The Catholic Question refers to the long British political debate about the legal disabilities that the English Penal Laws had imposed on Roman Catholics since the late seventeenth century. Catholics in England, Wales, Scotland, and Ireland were excluded from voting in parliamentary elections, from sitting in Parliament, from holding most public offices, from various forms of military service above certain ranks, and from various other rights that Protestant British subjects took for granted. The various Penal Laws had been gradually relaxed across the late eighteenth and early nineteenth centuries, with full Catholic emancipation finally arriving in 1829 under the Wellington government following substantial political pressure from Daniel O’Connell and the Irish Catholic Association.

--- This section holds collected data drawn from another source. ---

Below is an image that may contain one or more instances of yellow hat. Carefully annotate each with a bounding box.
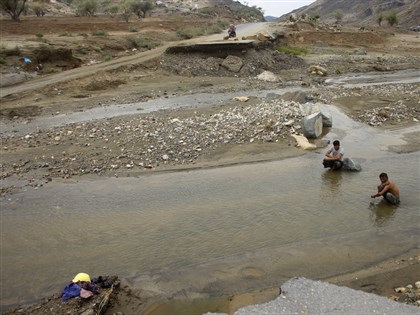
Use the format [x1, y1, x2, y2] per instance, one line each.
[72, 273, 91, 283]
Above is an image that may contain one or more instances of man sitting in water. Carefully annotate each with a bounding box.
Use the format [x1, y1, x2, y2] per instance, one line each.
[322, 140, 344, 170]
[371, 172, 400, 205]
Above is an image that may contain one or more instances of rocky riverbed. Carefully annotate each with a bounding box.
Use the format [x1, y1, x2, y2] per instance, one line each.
[1, 75, 419, 197]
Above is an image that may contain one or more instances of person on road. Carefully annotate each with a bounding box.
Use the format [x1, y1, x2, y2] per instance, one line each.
[371, 173, 400, 205]
[228, 23, 236, 37]
[322, 140, 344, 170]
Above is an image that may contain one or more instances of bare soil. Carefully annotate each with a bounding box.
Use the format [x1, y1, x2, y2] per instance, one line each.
[1, 16, 419, 314]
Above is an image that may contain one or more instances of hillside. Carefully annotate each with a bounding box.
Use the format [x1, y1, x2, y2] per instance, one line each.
[282, 0, 419, 28]
[7, 0, 265, 22]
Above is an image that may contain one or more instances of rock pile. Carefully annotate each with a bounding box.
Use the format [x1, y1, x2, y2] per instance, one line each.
[390, 280, 420, 306]
[1, 98, 306, 191]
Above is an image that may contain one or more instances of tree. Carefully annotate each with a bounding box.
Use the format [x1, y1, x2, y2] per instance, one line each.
[377, 13, 384, 26]
[30, 0, 46, 17]
[385, 11, 398, 26]
[131, 0, 154, 19]
[119, 0, 132, 22]
[0, 0, 28, 21]
[334, 10, 343, 24]
[73, 0, 98, 16]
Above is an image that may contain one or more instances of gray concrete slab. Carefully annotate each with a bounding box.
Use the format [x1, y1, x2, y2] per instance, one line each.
[207, 277, 419, 315]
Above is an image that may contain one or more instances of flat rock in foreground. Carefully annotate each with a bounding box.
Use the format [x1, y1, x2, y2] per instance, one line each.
[219, 277, 418, 315]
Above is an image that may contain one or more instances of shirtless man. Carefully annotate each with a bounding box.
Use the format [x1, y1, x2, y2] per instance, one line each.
[371, 173, 400, 205]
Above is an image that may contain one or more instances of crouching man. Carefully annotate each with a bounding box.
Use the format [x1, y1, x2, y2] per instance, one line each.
[371, 172, 400, 205]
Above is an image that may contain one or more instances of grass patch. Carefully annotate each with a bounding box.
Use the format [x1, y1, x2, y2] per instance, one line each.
[276, 45, 308, 56]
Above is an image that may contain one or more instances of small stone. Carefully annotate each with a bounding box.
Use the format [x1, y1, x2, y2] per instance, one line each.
[394, 287, 407, 293]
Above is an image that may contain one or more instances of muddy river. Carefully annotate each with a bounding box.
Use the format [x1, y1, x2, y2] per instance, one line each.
[1, 71, 419, 311]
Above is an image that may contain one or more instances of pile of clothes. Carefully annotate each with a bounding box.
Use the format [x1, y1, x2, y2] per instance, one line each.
[61, 272, 114, 302]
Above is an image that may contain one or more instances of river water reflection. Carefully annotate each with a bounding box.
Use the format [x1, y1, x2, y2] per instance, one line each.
[1, 128, 419, 310]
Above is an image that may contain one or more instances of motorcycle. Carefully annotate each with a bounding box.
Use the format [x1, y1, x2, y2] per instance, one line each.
[228, 29, 236, 38]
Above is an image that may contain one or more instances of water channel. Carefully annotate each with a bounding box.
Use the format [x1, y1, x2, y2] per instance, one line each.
[1, 71, 419, 311]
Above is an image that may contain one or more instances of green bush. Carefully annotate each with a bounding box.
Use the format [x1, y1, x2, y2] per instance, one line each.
[126, 35, 160, 50]
[92, 30, 108, 36]
[176, 27, 206, 39]
[128, 26, 138, 32]
[276, 45, 308, 56]
[0, 57, 6, 65]
[199, 7, 216, 15]
[385, 11, 398, 26]
[309, 13, 320, 21]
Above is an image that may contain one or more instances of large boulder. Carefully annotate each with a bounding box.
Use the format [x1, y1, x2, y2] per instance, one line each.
[221, 55, 243, 73]
[300, 103, 332, 127]
[342, 157, 362, 172]
[302, 112, 323, 138]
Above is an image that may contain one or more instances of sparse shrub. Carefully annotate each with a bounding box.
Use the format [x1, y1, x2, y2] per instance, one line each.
[92, 30, 107, 36]
[44, 67, 59, 73]
[101, 53, 112, 61]
[276, 45, 308, 56]
[309, 13, 320, 21]
[35, 33, 44, 39]
[128, 26, 138, 32]
[177, 27, 206, 39]
[0, 57, 6, 65]
[215, 19, 229, 29]
[126, 35, 160, 50]
[126, 35, 141, 48]
[199, 7, 216, 15]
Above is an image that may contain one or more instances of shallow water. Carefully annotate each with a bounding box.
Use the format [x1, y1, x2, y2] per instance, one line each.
[1, 106, 419, 310]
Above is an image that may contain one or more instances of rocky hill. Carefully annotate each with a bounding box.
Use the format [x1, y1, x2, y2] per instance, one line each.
[283, 0, 419, 28]
[30, 0, 265, 22]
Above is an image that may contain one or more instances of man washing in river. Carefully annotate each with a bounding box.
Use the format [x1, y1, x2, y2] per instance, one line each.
[371, 172, 400, 205]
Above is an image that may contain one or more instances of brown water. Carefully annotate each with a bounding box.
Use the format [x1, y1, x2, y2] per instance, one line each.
[1, 106, 419, 311]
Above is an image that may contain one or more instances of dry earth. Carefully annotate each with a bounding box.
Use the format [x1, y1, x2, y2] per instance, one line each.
[1, 15, 420, 315]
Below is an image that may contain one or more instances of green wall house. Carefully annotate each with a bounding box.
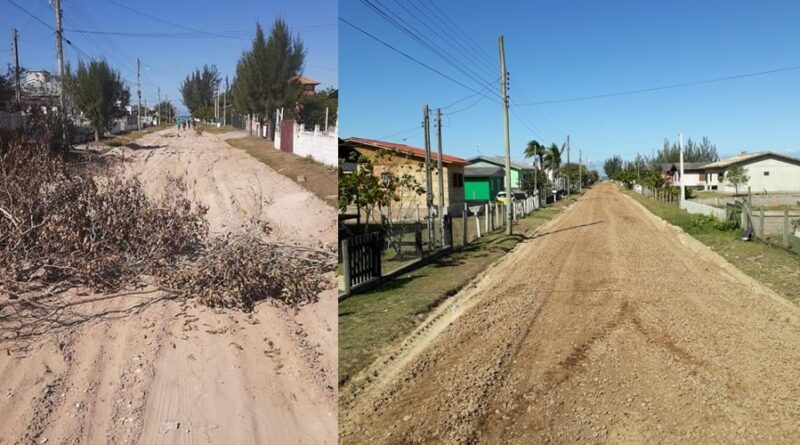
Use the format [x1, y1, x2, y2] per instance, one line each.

Knight’s pamphlet contributed to the substantial pamphlet literature that the Catholic question generated during the decades when it dominated British political debate. The foreign and domestic view of the title suggests that Knight is taking up the question both in terms of the British internal political situation and in terms of the broader European context within which British Catholic policy was being conducted. The major European Catholic powers were watching British Catholic policy with substantial attention, and the international dimension of the question was one of the substantive arguments that emancipation advocates and opponents both engaged with.
Knight himself was a moderate political figure who served as a Whig and then as a Liberal MP for various constituencies across his career. His position on Catholic emancipation was broadly sympathetic, in line with the substantial majority of educated English liberal opinion that increasingly recognised the Penal Laws as anachronistic and counterproductive in the British political situation of the early nineteenth century.
The pamphlet is mostly of interest now to historians of early nineteenth century British political and religious history, particularly to those working on the long road to Catholic emancipation in 1829. It pairs naturally with the substantial broader pamphlet literature of the period.